Ambassador of France to India
- In office 1 November 2011 – 2015
- Preceded by: Jérôme Bonnafont
- Succeeded by: Alexandre Ziegler

Ambassador of France to Afghanistan
- In office 2016–2018
- Preceded by: Jean-Michel Marlaud
- Succeeded by: David Martinon

Personal details
- Born: 11 August 1963 (age 62) France
- Profession: Diplomat

= François Richier =

François Richier (born 11 August 1963) is a former Ambassador Extraordinary and Plenipotentiary of Republic of France to India. He was previously the second counsellor at the Embassy of France in Berlin, from 1999 to 2000.
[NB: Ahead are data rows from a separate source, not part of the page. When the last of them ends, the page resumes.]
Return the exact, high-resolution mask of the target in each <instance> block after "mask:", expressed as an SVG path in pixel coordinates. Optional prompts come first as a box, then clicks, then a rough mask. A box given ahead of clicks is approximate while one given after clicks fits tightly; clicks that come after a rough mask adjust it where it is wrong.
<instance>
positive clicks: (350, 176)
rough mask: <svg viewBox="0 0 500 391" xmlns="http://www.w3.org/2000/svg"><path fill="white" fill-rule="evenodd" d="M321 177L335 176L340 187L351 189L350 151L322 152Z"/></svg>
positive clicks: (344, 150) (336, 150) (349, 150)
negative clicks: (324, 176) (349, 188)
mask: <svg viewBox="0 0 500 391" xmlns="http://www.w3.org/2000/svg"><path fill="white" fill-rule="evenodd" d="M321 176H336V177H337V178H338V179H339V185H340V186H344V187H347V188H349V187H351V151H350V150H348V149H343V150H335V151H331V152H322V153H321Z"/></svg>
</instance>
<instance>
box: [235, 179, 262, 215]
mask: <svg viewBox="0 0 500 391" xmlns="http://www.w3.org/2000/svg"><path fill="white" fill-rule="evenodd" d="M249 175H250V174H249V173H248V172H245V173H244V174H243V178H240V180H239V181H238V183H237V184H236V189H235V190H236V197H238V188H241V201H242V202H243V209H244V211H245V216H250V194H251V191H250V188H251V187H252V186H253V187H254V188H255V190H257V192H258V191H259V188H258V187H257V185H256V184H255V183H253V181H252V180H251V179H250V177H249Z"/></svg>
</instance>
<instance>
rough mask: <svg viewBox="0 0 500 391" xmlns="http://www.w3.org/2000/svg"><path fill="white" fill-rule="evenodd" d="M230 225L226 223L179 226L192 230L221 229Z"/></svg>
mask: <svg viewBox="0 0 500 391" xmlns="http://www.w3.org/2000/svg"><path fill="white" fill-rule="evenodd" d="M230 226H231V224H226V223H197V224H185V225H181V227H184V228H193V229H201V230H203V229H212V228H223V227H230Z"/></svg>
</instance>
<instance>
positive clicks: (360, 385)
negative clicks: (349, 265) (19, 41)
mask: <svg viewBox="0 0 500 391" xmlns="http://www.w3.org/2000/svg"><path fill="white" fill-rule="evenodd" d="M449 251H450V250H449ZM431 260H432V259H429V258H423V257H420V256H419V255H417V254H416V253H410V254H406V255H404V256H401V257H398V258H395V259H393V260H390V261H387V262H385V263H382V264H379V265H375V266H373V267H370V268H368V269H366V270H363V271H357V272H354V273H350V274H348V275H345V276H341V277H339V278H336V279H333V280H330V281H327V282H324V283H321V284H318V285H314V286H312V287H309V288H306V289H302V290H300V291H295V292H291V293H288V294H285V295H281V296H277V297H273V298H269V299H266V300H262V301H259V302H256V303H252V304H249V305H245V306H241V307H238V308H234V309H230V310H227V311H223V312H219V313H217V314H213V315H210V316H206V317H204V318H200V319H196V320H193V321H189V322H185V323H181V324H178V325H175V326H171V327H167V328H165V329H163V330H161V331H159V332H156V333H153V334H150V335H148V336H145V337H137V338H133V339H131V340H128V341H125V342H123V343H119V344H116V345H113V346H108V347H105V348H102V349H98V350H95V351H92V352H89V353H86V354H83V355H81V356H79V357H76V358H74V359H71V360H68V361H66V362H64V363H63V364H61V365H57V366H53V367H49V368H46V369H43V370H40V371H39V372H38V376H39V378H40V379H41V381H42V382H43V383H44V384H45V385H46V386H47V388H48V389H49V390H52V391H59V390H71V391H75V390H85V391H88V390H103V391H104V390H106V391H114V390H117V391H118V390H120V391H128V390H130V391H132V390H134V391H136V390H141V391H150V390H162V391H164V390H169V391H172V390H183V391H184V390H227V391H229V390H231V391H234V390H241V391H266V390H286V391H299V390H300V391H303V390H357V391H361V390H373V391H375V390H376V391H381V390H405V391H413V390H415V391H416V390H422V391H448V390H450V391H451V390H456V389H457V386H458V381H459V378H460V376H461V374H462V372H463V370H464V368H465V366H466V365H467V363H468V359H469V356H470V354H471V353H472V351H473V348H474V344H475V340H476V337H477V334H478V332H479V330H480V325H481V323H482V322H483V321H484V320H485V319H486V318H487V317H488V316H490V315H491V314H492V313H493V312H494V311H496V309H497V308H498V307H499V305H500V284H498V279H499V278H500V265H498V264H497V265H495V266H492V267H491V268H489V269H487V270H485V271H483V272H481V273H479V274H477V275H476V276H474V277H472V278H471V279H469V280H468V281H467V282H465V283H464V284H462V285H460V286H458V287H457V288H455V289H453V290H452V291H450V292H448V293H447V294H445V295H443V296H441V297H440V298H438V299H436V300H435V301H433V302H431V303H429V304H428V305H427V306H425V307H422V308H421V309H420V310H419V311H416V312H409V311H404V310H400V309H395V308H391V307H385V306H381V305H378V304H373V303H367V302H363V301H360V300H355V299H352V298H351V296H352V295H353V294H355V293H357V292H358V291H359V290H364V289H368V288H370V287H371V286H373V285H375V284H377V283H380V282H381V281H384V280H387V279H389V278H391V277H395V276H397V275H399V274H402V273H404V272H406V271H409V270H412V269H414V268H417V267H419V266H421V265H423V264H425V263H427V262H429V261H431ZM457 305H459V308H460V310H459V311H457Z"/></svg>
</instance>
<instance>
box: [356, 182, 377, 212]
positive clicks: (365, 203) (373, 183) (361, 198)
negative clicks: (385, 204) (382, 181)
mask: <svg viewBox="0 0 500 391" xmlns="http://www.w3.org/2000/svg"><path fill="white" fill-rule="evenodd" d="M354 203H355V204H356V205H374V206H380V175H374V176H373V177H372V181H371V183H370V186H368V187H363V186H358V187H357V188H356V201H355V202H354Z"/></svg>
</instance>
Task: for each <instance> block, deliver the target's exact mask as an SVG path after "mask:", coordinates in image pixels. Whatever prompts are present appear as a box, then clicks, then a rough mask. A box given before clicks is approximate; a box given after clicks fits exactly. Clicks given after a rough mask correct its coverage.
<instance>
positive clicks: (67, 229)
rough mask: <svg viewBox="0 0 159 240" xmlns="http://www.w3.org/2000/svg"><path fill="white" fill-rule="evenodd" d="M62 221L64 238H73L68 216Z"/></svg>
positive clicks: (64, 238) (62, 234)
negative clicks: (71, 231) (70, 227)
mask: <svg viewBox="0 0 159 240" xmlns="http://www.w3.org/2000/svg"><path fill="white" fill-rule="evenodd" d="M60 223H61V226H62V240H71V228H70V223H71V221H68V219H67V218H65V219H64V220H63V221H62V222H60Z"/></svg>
Richier was later the French ambassador to Afghanistan.

== Diplomatic career ==
=== Ambassador to India (2011–2015) ===
Richier was appointed as the French Ambassador to India and presented his credentials on 1 November 2011. During his tenure, he worked on strengthening Indo-French diplomatic and economic relations.

=== Ambassador to Afghanistan (2016–2018) ===
Following his service in India, Richier was appointed as the French ambassador to Afghanistan in 2016, where he was actively involved in diplomatic discussions related to the Afghan peace process and security cooperation.